Le monde du jazz s’est réveillé le 6 avril à nouveau en deuil de l’un de ses grands chefs de file, Cecil Taylor. Créateur paradoxal, maître de l’incarnation et de l’abstraction, ce pianiste est aussi resté l’une des stars malaimées de la jazzosphère tant son œuvre était exempte de concession.

Ses détracteurs ne s’étonneront pas d’apprendre que Cecil Percival Taylor, né le 25 mars 1929 à Long Island dans la moyenne bourgeoisie noire, fut initié à la “Haute Culture” par une mère érudite, trilingue, actrice – elle apparaitrait dans certains films muets – danseuse et pianiste, qui lui fit lire Schopenhauer et prendre des cours de piano à l’âge de cinq ans.
Ils tomberont en revanche de leur tabouret en apprenant qu’elle l’emmenait également voir les stars de la musique noire à l’Apollo Theater, et qu’après son décès, c’est son frère, violoniste, batteur pianiste et ami de Sonny Greer, le batteur de Duke Ellington, qui continua d’emmener le jeune Cecil écouter les grands orchestres de jazz swing.
Ainsi, les premières amours musicales de Cecil Taylor allèrent aux as du tap dancing – Bill Robinson et les Nicholas Brothers –, au grand batteur-leader du Savoy Ballroom Chick Webb, mais aussi à Cab Calloway, fasciné qu’il était par leur technicité rythmique et leur gesticulation chorégraphique. D’un côté, le sport et la danse, de l’autre les leçons de piano d’une voisine, Mrs Jessey, et celles de percussion classique données par le mari de cette dernière, percussionniste à l’orchestre symphonique de la NBC alors dirigé par Toscanini.

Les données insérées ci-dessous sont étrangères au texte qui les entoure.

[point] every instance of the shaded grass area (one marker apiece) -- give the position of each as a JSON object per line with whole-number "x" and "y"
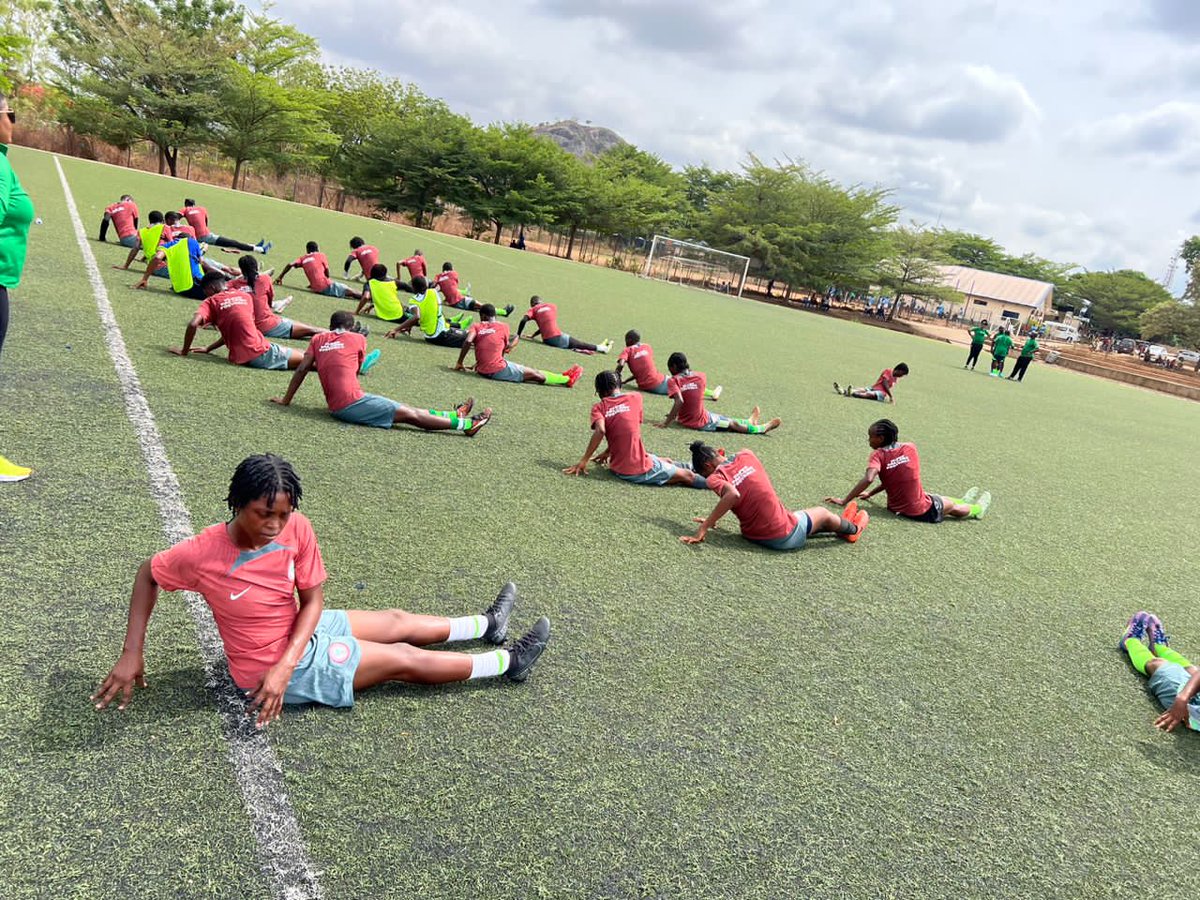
{"x": 934, "y": 711}
{"x": 118, "y": 804}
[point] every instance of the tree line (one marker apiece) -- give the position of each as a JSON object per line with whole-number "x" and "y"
{"x": 191, "y": 75}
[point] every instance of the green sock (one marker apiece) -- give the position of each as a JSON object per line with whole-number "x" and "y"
{"x": 1163, "y": 652}
{"x": 1139, "y": 654}
{"x": 457, "y": 423}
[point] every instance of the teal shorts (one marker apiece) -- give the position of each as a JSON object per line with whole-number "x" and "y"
{"x": 275, "y": 357}
{"x": 796, "y": 540}
{"x": 325, "y": 672}
{"x": 1167, "y": 683}
{"x": 510, "y": 372}
{"x": 370, "y": 409}
{"x": 282, "y": 330}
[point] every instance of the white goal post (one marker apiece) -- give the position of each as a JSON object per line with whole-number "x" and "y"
{"x": 696, "y": 265}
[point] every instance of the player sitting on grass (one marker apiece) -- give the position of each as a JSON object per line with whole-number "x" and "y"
{"x": 316, "y": 269}
{"x": 882, "y": 388}
{"x": 491, "y": 341}
{"x": 339, "y": 357}
{"x": 898, "y": 467}
{"x": 687, "y": 389}
{"x": 546, "y": 318}
{"x": 233, "y": 313}
{"x": 617, "y": 419}
{"x": 262, "y": 575}
{"x": 426, "y": 312}
{"x": 363, "y": 253}
{"x": 267, "y": 319}
{"x": 745, "y": 489}
{"x": 642, "y": 370}
{"x": 124, "y": 216}
{"x": 447, "y": 281}
{"x": 1174, "y": 681}
{"x": 198, "y": 219}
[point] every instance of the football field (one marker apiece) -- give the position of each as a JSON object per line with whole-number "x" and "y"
{"x": 931, "y": 712}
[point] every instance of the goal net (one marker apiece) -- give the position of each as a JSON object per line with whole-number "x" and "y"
{"x": 696, "y": 265}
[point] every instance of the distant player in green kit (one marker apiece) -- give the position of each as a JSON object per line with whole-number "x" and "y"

Élan rythmique et discontinuité
Au début des années 1950, Cecil Taylor entre au New England Conservatory de Boston pour étudier l’harmonie et l’écriture. Tout en pratiquant avec les boppers présents en ville (Gigi Gryce, Jaki Byard, Sam Rivers, Herb Pomeroy…), il se passionne pour la musique européenne du XXe siècle (Stravinsky, Bartok, Elliott Carter, les trois de l’Ecole de Vienne : Schönberg, Berg, Webern…) et les pianistes de jazz : Duke Ellington (un art dont on trouvera longtemps des traces sous ses doigts), Bud Powell (après qu’il ait été séduit par son Un Poco Loco), Lennie Tristano et Dave Brubeck. Brubeck tombera du piédestal où il l’avait placé le jour où il l’entendra au Birdland, à la même affiche qu’Horace Silver, dont la funk attitude naissante était encore sous l’emprise de Thelonious Monk.
À la sortie du conservatoire, il obtient quelques gigs auprès de musiciens antillais et de maîtres du swing comme Hot Lips Page et Johnny Hodges, et enregistre, en septembre 1956 une toute autre musique dans “Jazz Advance”, avec Steve Lacy au saxophone soprano, Buell Neidlinger à la contrebasse et Dennis Charles à la batterie. Au répertoire : Bemsha Swing de Thelonious Monk, Azure de Duke Ellington, un standard, Sweet And Lovely,  et un original, Rick Kick Shaw. Le style Taylor ? Élan rythmique et discontinuité, phrasé jazz menacé par la tentation du déferlement, résidus d’harmonie structurés par un vocabulaire de formules abstraites et déconstruction.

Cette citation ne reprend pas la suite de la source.